Astronomers Spot Fastest X-ray Flashes from Black Hole, Link to White Dwarf Star
This black hole, which is about one million times as massive as our sun, has been a source of interest since 2018.
During that year, astronomers noticed its corona — a hot cloud of plasma — suddenly disappeared and later reformed, PhysOrg reported.
This was an unexpected and rare event in black hole studies. However, the latest findings reveal even more surprising activity. In 2022, researchers observed dramatic changes in the X-rays emitted by the black hole.
These fluctuations increased in frequency over two years, accelerating from an 18-minute gap between flashes to only seven minutes. This rapid pace had never been recorded before from a black hole.
The researchers suspect that these X-ray changes could be caused by a white dwarf star — a small, dense remnant of a dead star — that orbits too close to the black hole. The star is likely in a tight orbit, nearly touching the event horizon without actually falling in.
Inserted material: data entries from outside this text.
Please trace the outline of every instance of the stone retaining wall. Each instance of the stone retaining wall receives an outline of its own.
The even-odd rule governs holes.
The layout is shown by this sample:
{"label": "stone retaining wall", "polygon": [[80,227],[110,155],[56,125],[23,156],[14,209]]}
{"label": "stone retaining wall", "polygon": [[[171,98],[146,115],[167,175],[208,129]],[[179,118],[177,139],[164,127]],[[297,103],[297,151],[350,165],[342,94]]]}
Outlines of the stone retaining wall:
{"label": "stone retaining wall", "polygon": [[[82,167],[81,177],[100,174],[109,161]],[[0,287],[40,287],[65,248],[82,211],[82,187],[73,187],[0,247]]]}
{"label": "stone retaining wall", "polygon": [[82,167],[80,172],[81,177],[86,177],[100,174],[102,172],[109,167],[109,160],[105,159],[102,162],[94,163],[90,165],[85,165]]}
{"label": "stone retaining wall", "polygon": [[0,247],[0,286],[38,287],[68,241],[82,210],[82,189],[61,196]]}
This would make the white dwarf the closest known object to a black hole, offering valuable insight into how such extreme environments affect nearby objects.
White Dwarf Star Close to Black Hole Could Produce Gravitational Waves
Megan Masterson, a graduate student involved in the discovery, explains that the white dwarf's compact size and strong gravitational forces allow it to resist being torn apart despite being so close to the black hole.
The white dwarf is likely shedding material into the black hole, which causes the observed X-ray oscillations.
According to DailyGalaxy, these interactions are so powerful that they could produce gravitational waves, ripples in space-time that could be detected by upcoming space missions, like NASA's Laser Interferometer Space Antenna (LISA), which is set to launch in the next decade.
The fluctuating X-rays suggest the white dwarf is orbiting at speeds nearing half the speed of light. This makes it a prime candidate for further observation as it balances at the edge of the event horizon.
The study also shows that the object's interaction with the black hole is a delicate one, with the white dwarf possibly shedding material into the black hole's accretion disk, generating the observed X-ray patterns.